Теперь он знал, что не ошибся. Товар предлагался с откровенностью неоновой рекламы. Та же откровенность светилась и в глазах. Но Йожеф отличался методичностью, хотел поточней удостовериться в своем предположении, в сущности, уже потерявшем для него привлекательность: ребус-то больно простой. Да и поторапливаться надо, если хочешь успеть к открытию фестиваля. Мик Джеггер! Мик Джеггер! Мик Джеггер тут, Мик Джеггер там, везде и всюду Мик Джеггер. Властитель рая и ада, чей рот с небес и с земли разинут на счастливую половину человечества. Неизреченная сладость жизни, оптом и в розницу, спешите вкусить, пока не поздно! Но до тех пор пассажир, во всяком случае, не помешает, сказал себе Йожеф, поможет отгонять или хоть заглушать кличущие эриниями мучительные мысли. И украдкой взглянул на парня. И на его ноги, которые тот постарался подобрать под себя, насколько позволяло сиденье.
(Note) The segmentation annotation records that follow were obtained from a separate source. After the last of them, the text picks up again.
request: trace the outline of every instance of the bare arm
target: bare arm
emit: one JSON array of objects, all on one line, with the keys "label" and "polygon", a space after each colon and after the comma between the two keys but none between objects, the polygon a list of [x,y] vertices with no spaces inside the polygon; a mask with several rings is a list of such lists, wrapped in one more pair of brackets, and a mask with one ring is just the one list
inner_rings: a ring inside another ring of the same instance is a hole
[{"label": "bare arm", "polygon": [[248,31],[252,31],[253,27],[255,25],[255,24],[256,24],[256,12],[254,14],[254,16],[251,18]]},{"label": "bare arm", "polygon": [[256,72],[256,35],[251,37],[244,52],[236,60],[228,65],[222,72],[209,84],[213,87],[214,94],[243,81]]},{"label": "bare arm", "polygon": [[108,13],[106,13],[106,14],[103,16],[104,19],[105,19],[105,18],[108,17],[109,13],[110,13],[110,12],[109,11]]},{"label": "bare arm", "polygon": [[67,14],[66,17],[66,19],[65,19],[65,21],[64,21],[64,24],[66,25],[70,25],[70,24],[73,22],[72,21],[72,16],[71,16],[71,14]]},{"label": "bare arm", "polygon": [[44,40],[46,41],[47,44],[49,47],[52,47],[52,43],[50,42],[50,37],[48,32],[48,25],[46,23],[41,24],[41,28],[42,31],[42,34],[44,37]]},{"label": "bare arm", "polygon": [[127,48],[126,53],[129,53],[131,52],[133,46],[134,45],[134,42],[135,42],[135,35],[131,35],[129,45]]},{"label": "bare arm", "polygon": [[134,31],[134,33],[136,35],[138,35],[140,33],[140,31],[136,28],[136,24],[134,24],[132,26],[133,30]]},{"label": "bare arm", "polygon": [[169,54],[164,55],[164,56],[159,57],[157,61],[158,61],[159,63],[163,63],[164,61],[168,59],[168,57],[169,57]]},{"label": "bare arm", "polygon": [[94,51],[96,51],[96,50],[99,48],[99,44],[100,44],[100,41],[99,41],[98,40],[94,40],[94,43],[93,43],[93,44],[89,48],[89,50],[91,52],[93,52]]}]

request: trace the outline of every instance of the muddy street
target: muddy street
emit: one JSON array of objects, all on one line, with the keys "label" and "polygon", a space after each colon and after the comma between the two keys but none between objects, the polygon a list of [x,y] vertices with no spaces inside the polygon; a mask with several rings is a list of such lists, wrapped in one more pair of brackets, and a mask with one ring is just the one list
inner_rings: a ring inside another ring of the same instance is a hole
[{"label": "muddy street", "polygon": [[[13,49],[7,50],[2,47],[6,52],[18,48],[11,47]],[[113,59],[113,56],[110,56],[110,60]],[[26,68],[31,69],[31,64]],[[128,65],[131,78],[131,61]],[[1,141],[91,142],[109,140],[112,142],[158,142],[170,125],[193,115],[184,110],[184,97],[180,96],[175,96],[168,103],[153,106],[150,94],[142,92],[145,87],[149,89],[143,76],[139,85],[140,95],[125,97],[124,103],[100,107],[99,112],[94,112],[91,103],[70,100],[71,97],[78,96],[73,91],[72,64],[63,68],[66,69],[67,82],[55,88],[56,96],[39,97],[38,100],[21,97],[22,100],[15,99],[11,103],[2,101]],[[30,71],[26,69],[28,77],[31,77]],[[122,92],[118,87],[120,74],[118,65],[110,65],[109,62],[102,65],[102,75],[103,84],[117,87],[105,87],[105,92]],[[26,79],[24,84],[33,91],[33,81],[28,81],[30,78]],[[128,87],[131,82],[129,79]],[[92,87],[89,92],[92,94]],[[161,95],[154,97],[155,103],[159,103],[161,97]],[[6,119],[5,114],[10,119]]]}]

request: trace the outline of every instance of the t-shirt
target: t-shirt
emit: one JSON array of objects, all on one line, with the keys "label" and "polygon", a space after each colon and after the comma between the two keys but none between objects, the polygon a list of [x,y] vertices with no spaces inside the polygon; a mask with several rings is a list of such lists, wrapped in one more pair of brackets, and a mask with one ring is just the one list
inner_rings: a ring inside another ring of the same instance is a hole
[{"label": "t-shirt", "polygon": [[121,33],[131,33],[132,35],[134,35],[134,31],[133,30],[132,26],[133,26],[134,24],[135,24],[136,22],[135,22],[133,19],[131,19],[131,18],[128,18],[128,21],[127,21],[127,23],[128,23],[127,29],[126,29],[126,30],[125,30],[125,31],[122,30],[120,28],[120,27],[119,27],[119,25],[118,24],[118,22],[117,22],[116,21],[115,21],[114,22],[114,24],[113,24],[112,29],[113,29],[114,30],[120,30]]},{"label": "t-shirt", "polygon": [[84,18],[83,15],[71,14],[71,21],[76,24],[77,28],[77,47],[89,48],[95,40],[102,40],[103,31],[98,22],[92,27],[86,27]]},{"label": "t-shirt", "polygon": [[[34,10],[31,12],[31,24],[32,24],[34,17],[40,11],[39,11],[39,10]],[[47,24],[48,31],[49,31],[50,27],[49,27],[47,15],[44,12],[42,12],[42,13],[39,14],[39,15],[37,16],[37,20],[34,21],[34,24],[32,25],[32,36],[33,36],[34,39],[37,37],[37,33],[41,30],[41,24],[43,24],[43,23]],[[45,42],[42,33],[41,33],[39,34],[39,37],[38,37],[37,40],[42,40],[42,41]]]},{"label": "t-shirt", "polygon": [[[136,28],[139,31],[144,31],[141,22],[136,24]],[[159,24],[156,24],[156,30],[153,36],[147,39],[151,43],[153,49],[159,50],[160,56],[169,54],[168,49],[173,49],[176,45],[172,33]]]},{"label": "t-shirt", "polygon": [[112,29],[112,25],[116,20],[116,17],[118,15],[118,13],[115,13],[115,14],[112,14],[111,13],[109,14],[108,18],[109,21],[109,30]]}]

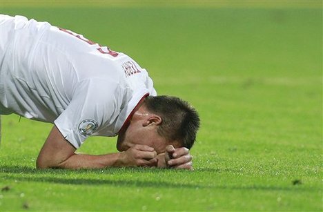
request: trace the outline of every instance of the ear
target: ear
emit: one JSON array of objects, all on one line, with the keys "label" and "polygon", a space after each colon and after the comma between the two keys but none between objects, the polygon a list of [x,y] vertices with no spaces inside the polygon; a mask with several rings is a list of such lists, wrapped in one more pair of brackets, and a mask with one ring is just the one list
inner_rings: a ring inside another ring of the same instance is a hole
[{"label": "ear", "polygon": [[143,123],[142,126],[152,126],[152,125],[158,126],[158,125],[160,125],[162,122],[162,119],[160,116],[157,115],[153,115],[149,117],[148,118],[147,118],[147,119],[146,119],[146,121]]}]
Солнце уже встало, но то и дело скрывалось в набегавших с гор тучах. В странных каких-то тучах: близясь, они словно сразу снижались над равниной, по которой проходило шоссе. Йожеф покосился на небо: не дождь ли собирается? Несмотря на вполне вероятную дневную жару, это его совсем не обрадовало: гнал целую ночь, не снимая ноги с педали, и руки на руле занемели настолько, что он едва их чувствовал, а если еще и дождь, то засветло по скользкому бетону до лагеря никак уж не добраться. Старый «фордик», хотя надрывался, пока не подводил, а если раскочегарить, то и сто двадцать удавалось выжать. По счастью, дорога была совершенно прямая, неумолимая в своей однозначности, как убийство. Движения никакого. Мотор жрал бензин, выл, но делал, что требовалось.
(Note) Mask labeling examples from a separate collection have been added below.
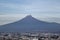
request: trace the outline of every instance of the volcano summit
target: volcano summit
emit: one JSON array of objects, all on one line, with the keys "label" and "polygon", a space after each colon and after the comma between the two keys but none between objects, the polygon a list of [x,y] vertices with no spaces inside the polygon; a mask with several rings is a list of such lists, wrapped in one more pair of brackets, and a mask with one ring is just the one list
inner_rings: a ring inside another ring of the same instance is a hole
[{"label": "volcano summit", "polygon": [[0,26],[0,32],[60,32],[60,24],[38,20],[31,15],[14,23]]}]

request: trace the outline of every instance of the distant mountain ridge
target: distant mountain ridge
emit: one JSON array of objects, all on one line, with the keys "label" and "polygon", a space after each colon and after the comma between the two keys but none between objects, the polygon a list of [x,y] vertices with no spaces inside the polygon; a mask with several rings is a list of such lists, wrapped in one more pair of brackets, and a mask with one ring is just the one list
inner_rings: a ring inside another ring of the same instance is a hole
[{"label": "distant mountain ridge", "polygon": [[28,15],[23,19],[0,26],[0,32],[60,32],[60,24],[49,23]]}]

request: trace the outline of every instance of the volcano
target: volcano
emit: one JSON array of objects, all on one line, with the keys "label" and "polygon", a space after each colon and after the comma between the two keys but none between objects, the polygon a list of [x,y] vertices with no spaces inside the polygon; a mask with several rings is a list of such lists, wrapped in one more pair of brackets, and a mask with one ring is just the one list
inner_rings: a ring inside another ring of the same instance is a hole
[{"label": "volcano", "polygon": [[0,26],[0,32],[60,32],[60,24],[38,20],[31,15],[23,19]]}]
Йожеф поминутно поглядывал на небо, пытаясь разобраться в движении облаков. Отдельные небольшие клубы чередовались с огромными, в полнеба тучами, похожими на грозовые; но за ними из-за горизонта в снопах солнечного света опять выплывали лишь легкие барашки. Все они тянулись к Монтане, в одном направлении с машиной, то полосой пересекая, то лишь пятная небесную голубизну, а то накатывая таким темным валом, что равнина, сколько хватал глаз, вся погружалась в тень. Земля мрачнела, как перед неким новым святотатственным потопом. Но тучи ли это?